Reinstating child pornography evidence against a passenger at Los Angeles International Airport, the Ninth U.S. Circuit Court of Appeals in San Francisco said a computer is no different from a suitcase, a car or any other piece of property subject to search at an international border.

Although police need probable cause - specific evidence of criminal activity - to search someone on the street, the U.S. Supreme Court has ruled that no such evidence is necessary for a border search. Courts have also ruled that an international airport is the equivalent of a border.

Border agents would need grounds for suspicion before conducting a body search, but a “piece of property simply does not implicate the same dignity and privacy concerns as highly intrusive searches of the person,” the court said. Judge Diarmuid O’Scannlain wrote the 3-0 decision.

Hopefully, when this makes it to the Supreme Court (and I’m sure it ultimately will), they’ll make the right decisions with regards to privacy.

It’s reasonable to ask someone to turn on their laptop to ensure that it’s not a bomb, but what reason could someone possibly have for looking at files stored on the computer without some sort of probable cause?

To me, despite the Ninth Circuit’s decision (which is surprising, since the Ninth Circuit is usually one of the more “liberal” Courts of Appeal), this smacks of a direct violation of a person’s Fourth Amendment rights.

For those that aren’t familiar, the Fourth Amendment states:

“The right of the people to be secure in their persons, houses, papers, and effects, against unreasonable searches and seizures, shall not be violated, and no Warrants shall issue, but upon probable cause, supported by Oath or affirmation, and particularly describing the place to be searched, and the persons or things to be seized.”

In today’s age of electronics, I’d call a person’s laptop to effectively be “papers, and effects” … even if the defendant in this case is a pervert carrying child porn, the Customs officials should have never looked at the the files on the laptop without probable cause.
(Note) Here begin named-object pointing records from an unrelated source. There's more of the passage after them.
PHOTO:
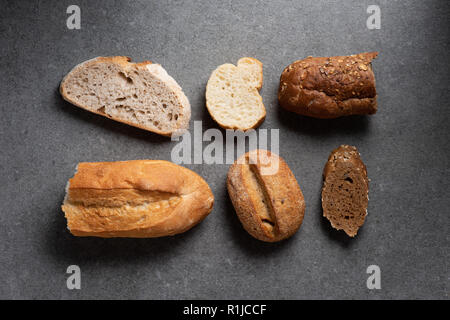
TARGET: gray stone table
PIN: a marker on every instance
(405, 147)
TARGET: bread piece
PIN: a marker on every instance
(232, 95)
(330, 87)
(270, 206)
(345, 192)
(138, 199)
(139, 94)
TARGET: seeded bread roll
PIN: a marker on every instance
(266, 196)
(138, 199)
(139, 94)
(330, 87)
(345, 192)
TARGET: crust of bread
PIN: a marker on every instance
(329, 87)
(257, 87)
(345, 170)
(273, 210)
(126, 63)
(139, 199)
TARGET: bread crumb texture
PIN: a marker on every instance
(232, 95)
(139, 94)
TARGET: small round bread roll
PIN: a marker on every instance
(266, 196)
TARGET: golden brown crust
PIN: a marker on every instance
(345, 190)
(140, 198)
(126, 63)
(330, 87)
(270, 206)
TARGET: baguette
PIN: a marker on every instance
(345, 192)
(270, 206)
(331, 87)
(139, 199)
(139, 94)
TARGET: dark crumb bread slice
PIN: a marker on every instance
(345, 190)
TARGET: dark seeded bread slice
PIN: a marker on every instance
(142, 94)
(345, 190)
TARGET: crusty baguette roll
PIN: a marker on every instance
(345, 192)
(138, 199)
(269, 203)
(232, 95)
(139, 94)
(330, 87)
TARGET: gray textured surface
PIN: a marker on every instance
(405, 147)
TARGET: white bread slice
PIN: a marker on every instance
(139, 94)
(232, 95)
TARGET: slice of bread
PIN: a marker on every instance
(232, 95)
(139, 94)
(345, 192)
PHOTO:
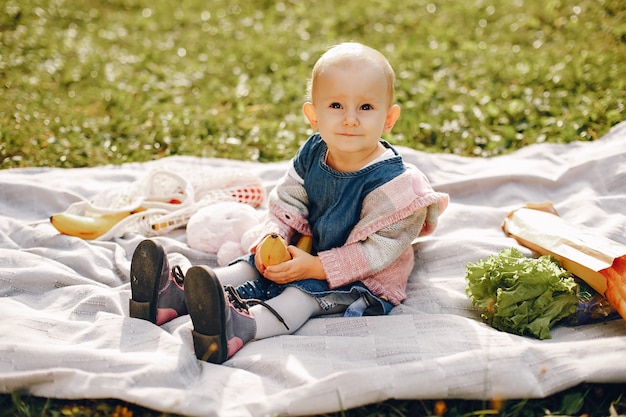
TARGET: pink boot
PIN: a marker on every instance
(157, 292)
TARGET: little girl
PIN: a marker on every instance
(347, 188)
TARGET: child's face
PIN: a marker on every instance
(351, 109)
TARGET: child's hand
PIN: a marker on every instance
(302, 266)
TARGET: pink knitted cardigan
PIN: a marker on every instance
(378, 251)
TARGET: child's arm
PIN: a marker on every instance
(352, 262)
(362, 259)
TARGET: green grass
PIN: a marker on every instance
(98, 82)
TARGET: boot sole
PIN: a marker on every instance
(204, 297)
(145, 273)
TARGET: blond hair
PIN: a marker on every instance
(349, 54)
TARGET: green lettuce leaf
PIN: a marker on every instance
(521, 295)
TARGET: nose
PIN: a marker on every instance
(350, 119)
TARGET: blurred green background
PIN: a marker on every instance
(106, 82)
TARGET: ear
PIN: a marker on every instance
(309, 112)
(392, 117)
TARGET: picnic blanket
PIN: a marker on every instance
(65, 330)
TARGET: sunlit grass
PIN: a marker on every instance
(106, 82)
(99, 82)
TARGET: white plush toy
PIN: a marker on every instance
(226, 229)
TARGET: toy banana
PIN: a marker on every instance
(86, 227)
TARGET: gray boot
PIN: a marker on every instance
(157, 292)
(221, 320)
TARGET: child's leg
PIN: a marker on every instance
(293, 305)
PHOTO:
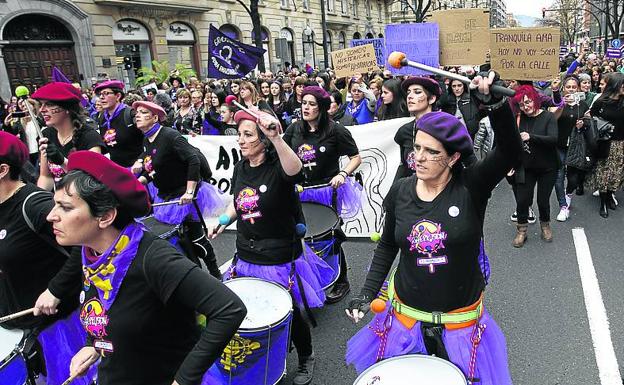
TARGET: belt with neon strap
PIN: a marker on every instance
(433, 317)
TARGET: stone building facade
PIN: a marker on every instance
(89, 39)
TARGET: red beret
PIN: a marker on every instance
(58, 92)
(13, 148)
(153, 107)
(129, 191)
(112, 84)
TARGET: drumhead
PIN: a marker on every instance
(412, 369)
(267, 303)
(9, 339)
(320, 219)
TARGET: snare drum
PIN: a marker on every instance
(13, 368)
(321, 224)
(412, 369)
(257, 353)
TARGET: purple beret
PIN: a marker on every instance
(58, 92)
(449, 130)
(129, 191)
(427, 83)
(12, 148)
(321, 96)
(153, 107)
(112, 84)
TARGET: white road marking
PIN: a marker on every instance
(608, 368)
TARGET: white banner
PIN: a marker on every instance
(380, 159)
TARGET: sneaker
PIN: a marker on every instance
(305, 371)
(531, 218)
(564, 214)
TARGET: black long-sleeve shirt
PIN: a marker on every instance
(439, 241)
(170, 160)
(151, 325)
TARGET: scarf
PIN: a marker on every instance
(152, 130)
(109, 117)
(108, 271)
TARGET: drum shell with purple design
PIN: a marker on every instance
(322, 222)
(256, 355)
(412, 369)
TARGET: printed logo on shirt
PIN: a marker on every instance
(110, 137)
(247, 202)
(307, 154)
(428, 238)
(94, 319)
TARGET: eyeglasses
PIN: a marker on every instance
(105, 93)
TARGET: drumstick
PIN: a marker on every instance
(17, 315)
(231, 99)
(398, 59)
(301, 188)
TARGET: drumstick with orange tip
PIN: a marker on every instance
(17, 315)
(231, 99)
(398, 59)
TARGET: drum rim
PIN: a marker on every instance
(271, 325)
(405, 356)
(326, 232)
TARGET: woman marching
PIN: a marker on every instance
(139, 294)
(267, 210)
(422, 95)
(319, 143)
(608, 176)
(435, 219)
(68, 129)
(179, 173)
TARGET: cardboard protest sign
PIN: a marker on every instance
(464, 35)
(419, 41)
(357, 60)
(525, 53)
(379, 45)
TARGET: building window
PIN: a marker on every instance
(342, 41)
(330, 6)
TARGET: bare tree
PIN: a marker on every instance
(256, 35)
(568, 13)
(614, 14)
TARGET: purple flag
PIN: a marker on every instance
(59, 76)
(229, 58)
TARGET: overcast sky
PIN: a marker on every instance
(527, 7)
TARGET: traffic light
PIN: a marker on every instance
(127, 62)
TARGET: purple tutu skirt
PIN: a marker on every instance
(348, 200)
(211, 202)
(491, 358)
(314, 273)
(59, 343)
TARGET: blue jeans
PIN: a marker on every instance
(560, 181)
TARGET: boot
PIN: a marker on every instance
(611, 201)
(604, 209)
(521, 236)
(546, 231)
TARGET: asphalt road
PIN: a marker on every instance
(535, 294)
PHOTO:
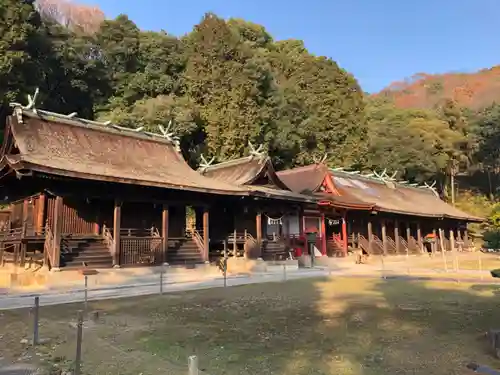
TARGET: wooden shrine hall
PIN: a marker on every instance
(329, 217)
(376, 213)
(89, 194)
(277, 227)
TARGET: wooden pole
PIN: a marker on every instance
(453, 250)
(206, 234)
(58, 208)
(79, 337)
(441, 241)
(419, 238)
(370, 237)
(41, 213)
(384, 236)
(164, 232)
(396, 235)
(193, 365)
(323, 234)
(117, 217)
(235, 244)
(36, 314)
(344, 233)
(258, 225)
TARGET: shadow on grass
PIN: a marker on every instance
(310, 326)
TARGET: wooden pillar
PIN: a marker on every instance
(117, 218)
(24, 228)
(287, 230)
(436, 239)
(235, 244)
(452, 240)
(384, 236)
(41, 213)
(164, 232)
(57, 220)
(396, 235)
(258, 226)
(419, 237)
(344, 233)
(370, 236)
(323, 234)
(206, 234)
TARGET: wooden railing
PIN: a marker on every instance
(109, 241)
(413, 246)
(377, 246)
(141, 251)
(403, 245)
(197, 236)
(49, 247)
(391, 246)
(364, 244)
(139, 232)
(335, 246)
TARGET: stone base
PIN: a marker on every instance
(305, 261)
(243, 265)
(325, 261)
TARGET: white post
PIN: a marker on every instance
(193, 365)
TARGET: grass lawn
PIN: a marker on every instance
(466, 261)
(322, 326)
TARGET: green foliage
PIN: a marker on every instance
(19, 42)
(417, 143)
(435, 87)
(227, 83)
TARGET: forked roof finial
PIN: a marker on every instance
(256, 151)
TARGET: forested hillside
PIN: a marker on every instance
(472, 90)
(228, 82)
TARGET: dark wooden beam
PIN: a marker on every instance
(57, 220)
(117, 215)
(164, 231)
(258, 227)
(396, 234)
(419, 237)
(41, 213)
(384, 236)
(370, 236)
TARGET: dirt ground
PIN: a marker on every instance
(319, 326)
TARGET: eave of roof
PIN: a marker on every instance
(399, 193)
(68, 146)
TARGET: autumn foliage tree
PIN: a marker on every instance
(228, 83)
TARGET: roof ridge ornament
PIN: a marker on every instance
(31, 106)
(322, 160)
(166, 133)
(204, 163)
(256, 151)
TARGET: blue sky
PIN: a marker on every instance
(379, 41)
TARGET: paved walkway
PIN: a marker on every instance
(54, 297)
(18, 369)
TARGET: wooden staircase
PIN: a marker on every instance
(183, 251)
(274, 250)
(334, 248)
(89, 252)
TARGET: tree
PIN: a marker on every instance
(322, 107)
(180, 115)
(414, 142)
(73, 16)
(19, 49)
(232, 85)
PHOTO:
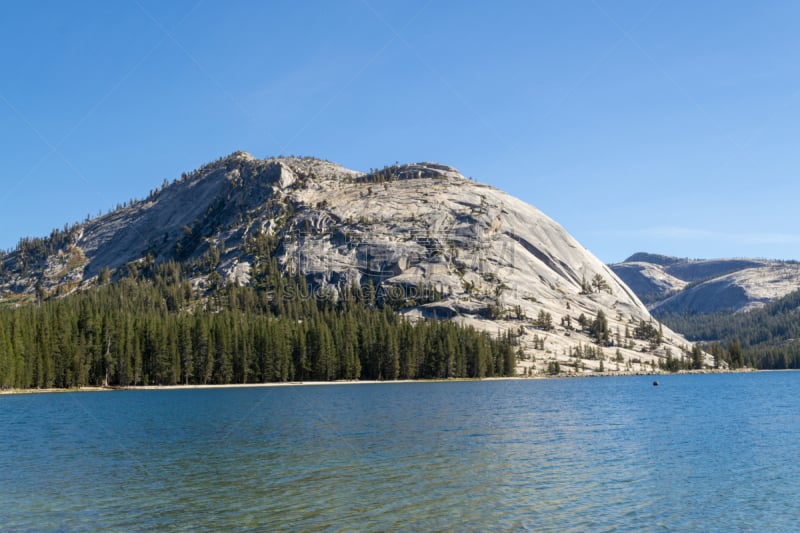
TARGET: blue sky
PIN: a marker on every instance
(661, 126)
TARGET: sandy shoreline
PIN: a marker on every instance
(365, 382)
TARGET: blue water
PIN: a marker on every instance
(710, 452)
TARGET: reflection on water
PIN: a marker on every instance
(699, 452)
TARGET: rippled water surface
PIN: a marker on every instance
(713, 452)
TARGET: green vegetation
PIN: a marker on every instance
(767, 338)
(151, 327)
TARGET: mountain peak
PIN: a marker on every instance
(430, 242)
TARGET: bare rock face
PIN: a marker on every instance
(673, 285)
(425, 238)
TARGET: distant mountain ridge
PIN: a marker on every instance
(408, 231)
(670, 285)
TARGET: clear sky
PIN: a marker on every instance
(664, 126)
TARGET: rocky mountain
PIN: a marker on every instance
(672, 285)
(428, 240)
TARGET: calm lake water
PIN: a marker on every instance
(710, 452)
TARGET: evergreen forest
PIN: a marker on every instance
(149, 326)
(766, 338)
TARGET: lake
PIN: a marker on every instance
(699, 452)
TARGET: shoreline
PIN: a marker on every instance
(374, 382)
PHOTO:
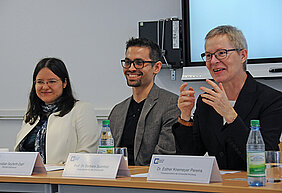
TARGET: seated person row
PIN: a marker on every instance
(221, 121)
(55, 123)
(143, 121)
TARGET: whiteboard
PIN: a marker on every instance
(88, 35)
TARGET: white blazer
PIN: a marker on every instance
(77, 131)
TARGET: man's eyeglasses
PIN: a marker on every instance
(137, 63)
(219, 54)
(48, 82)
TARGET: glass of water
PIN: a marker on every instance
(123, 151)
(273, 166)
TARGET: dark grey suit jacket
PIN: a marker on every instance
(153, 132)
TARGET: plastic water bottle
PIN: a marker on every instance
(106, 142)
(255, 156)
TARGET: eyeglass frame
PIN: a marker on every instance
(133, 62)
(226, 50)
(48, 82)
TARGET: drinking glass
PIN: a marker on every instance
(273, 166)
(123, 151)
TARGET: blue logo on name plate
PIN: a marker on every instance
(156, 160)
(74, 158)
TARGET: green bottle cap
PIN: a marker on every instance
(255, 123)
(106, 122)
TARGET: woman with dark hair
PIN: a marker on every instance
(55, 123)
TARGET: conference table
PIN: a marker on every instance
(54, 182)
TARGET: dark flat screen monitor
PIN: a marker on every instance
(259, 20)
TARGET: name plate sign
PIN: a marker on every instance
(21, 163)
(197, 169)
(95, 166)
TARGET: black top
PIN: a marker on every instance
(128, 135)
(228, 142)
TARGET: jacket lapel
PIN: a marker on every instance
(25, 131)
(247, 98)
(120, 122)
(140, 129)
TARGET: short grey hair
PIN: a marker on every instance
(235, 36)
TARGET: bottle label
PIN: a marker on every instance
(106, 150)
(256, 164)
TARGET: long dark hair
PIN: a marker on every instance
(67, 99)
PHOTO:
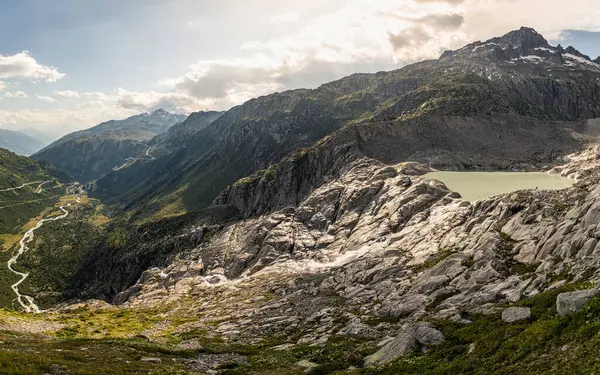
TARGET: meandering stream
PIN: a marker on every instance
(27, 302)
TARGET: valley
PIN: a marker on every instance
(351, 229)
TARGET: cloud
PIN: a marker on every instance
(439, 1)
(47, 99)
(285, 18)
(152, 100)
(67, 94)
(91, 104)
(86, 95)
(22, 65)
(424, 31)
(15, 95)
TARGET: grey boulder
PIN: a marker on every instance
(572, 302)
(516, 314)
(411, 337)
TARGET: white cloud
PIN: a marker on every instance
(87, 95)
(47, 99)
(360, 36)
(67, 94)
(22, 65)
(367, 36)
(152, 100)
(15, 95)
(285, 18)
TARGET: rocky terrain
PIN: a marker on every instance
(91, 153)
(297, 233)
(519, 74)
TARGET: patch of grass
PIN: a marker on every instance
(549, 344)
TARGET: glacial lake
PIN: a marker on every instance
(479, 185)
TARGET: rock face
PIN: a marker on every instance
(572, 302)
(412, 336)
(19, 143)
(518, 75)
(516, 314)
(91, 153)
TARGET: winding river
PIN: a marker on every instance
(27, 302)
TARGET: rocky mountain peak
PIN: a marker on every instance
(524, 40)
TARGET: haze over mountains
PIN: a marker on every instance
(19, 142)
(519, 75)
(297, 232)
(91, 153)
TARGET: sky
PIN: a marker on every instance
(70, 64)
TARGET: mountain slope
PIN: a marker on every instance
(91, 153)
(519, 74)
(22, 195)
(19, 143)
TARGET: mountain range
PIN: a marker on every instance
(519, 74)
(89, 154)
(20, 142)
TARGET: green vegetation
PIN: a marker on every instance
(549, 344)
(27, 354)
(56, 252)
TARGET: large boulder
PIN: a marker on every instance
(411, 337)
(516, 314)
(572, 302)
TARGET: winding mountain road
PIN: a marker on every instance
(27, 184)
(27, 302)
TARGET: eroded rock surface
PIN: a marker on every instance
(378, 244)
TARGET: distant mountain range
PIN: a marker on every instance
(519, 74)
(19, 142)
(91, 153)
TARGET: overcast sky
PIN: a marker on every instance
(70, 64)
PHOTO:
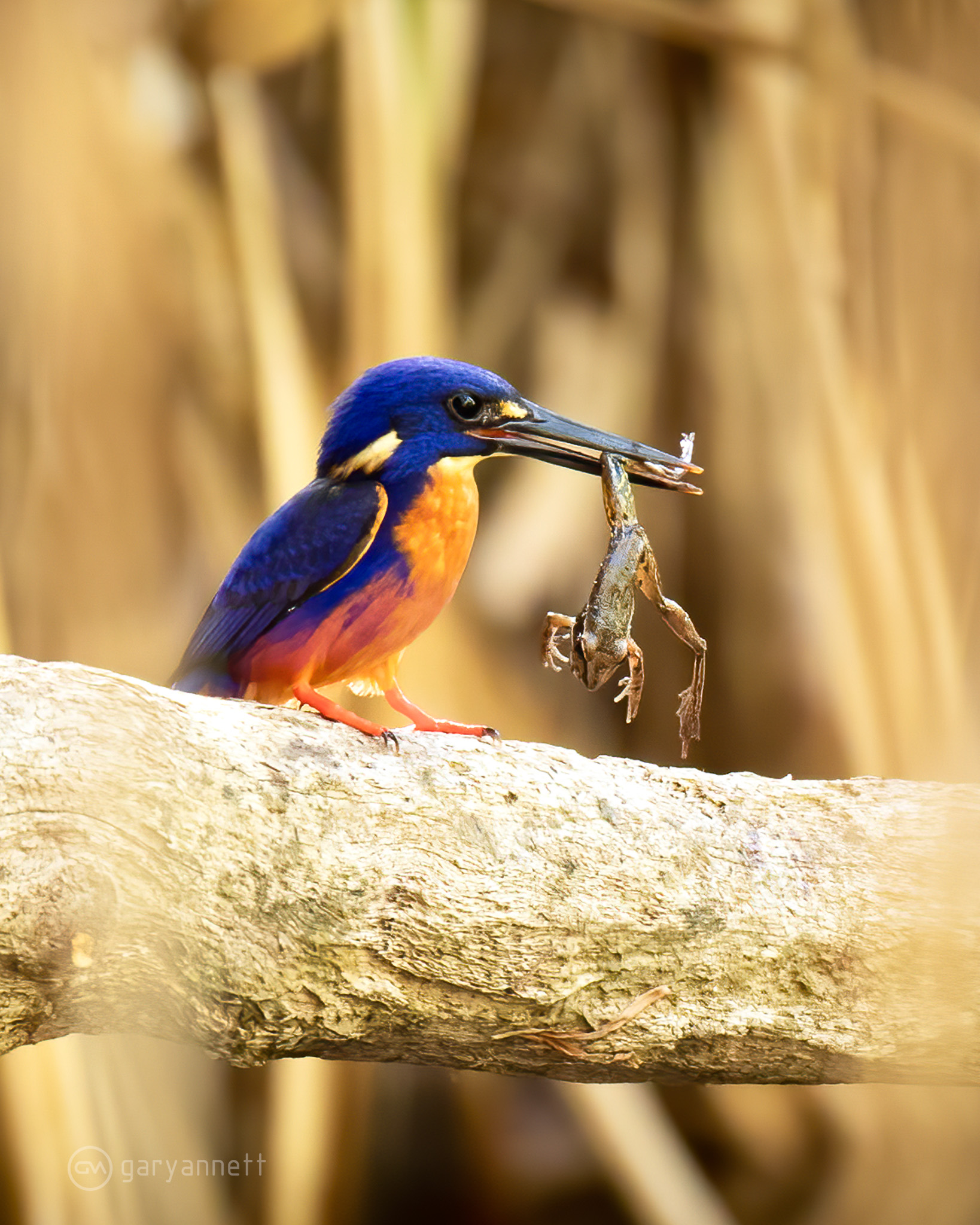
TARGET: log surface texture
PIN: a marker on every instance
(263, 883)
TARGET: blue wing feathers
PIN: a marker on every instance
(304, 547)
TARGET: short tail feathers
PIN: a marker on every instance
(211, 681)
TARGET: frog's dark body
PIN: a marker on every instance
(601, 635)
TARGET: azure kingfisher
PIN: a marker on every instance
(337, 582)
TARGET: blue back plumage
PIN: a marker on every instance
(327, 538)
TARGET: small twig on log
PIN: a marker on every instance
(263, 883)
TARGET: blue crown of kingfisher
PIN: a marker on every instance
(341, 578)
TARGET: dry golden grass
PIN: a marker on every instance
(754, 220)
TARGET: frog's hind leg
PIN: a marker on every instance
(681, 624)
(556, 625)
(631, 686)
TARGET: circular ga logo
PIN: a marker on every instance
(90, 1168)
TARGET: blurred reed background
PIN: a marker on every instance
(757, 220)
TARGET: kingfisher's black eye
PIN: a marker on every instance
(463, 407)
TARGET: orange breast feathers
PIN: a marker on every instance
(362, 640)
(436, 531)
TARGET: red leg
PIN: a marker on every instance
(397, 701)
(308, 695)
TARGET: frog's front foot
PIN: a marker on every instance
(631, 687)
(556, 625)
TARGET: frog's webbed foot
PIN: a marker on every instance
(556, 625)
(631, 686)
(681, 624)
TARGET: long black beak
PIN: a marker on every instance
(527, 429)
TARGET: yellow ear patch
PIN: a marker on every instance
(507, 409)
(370, 458)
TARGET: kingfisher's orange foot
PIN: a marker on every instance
(308, 696)
(397, 701)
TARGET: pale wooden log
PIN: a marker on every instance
(263, 883)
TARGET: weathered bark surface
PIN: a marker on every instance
(263, 883)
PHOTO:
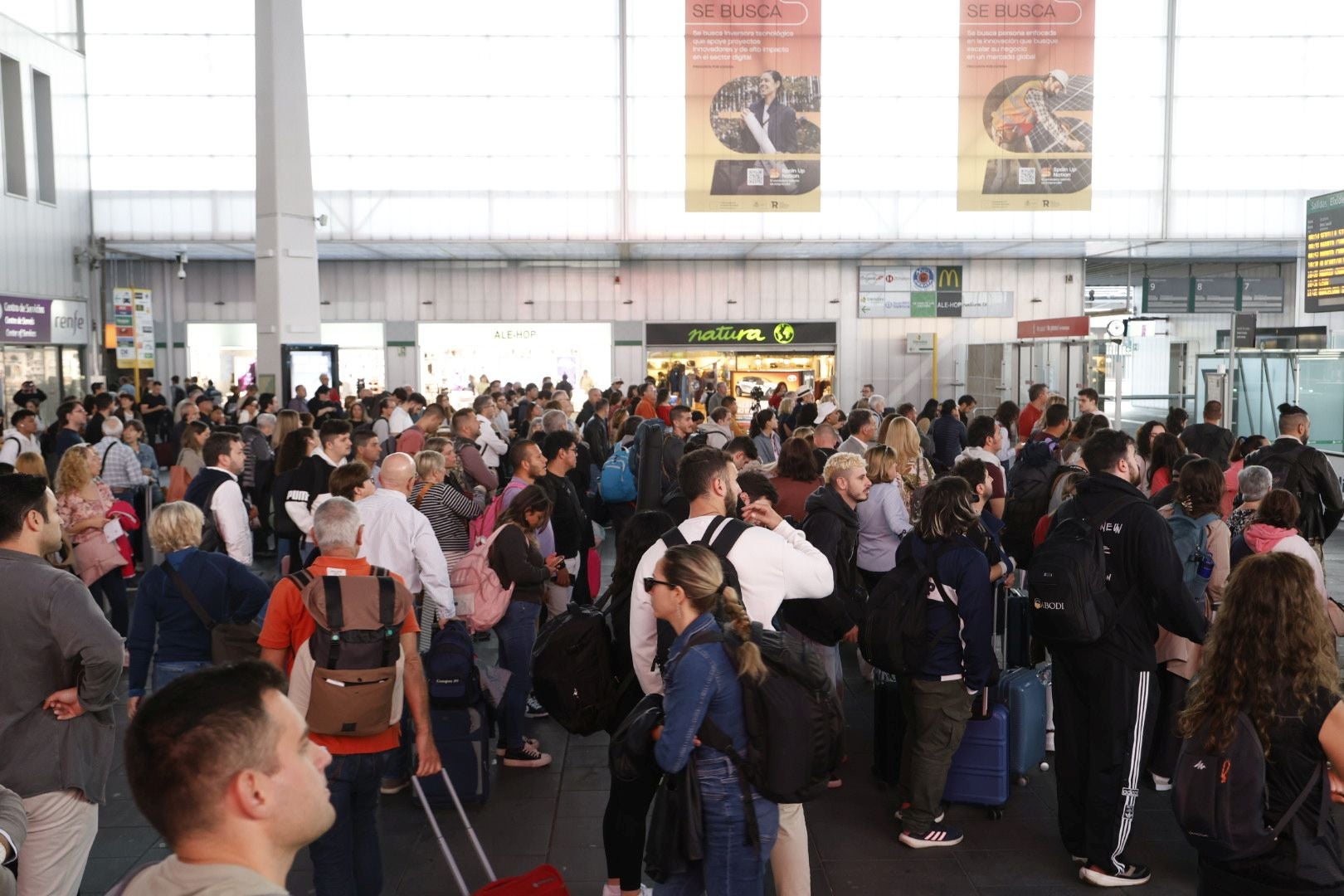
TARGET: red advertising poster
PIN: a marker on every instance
(1025, 105)
(753, 106)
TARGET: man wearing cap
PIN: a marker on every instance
(1025, 123)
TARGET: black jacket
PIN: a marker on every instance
(567, 519)
(1144, 574)
(596, 436)
(1304, 472)
(832, 527)
(1211, 441)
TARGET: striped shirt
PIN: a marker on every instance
(449, 511)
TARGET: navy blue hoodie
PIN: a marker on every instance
(968, 650)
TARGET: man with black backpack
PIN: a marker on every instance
(771, 562)
(1107, 577)
(216, 490)
(1304, 472)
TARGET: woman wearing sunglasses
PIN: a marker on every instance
(702, 683)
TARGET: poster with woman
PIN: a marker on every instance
(1025, 106)
(753, 106)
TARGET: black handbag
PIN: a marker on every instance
(229, 641)
(676, 826)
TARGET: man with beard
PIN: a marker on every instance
(1105, 692)
(773, 562)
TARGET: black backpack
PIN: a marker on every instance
(728, 531)
(1070, 601)
(455, 683)
(894, 633)
(1220, 796)
(572, 665)
(793, 719)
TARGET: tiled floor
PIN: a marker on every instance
(555, 816)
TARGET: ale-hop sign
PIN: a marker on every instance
(746, 334)
(926, 290)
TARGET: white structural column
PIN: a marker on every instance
(286, 247)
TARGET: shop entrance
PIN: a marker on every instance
(752, 377)
(56, 370)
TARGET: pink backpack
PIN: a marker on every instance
(481, 598)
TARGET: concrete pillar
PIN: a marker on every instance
(288, 308)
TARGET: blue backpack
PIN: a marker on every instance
(617, 483)
(1191, 539)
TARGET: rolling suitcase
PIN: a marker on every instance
(543, 880)
(1025, 696)
(889, 727)
(463, 738)
(979, 772)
And nowhere, in any of the articles that I’ve found thus far, has there been any indication that this was the case. Instead, they’re claiming that “hey, we can open your luggage to make sure you’re not carrying drugs, so that means we can search all of your business and/or personal documents on your laptop at will as well.”

Talk about a slippery slope … once again I think that Blackstone’s Formulation should rule the day. As a reminder, Blackstone’s Formulation states, “it is better that ten guilty persons escape, than that one innocent suffer.”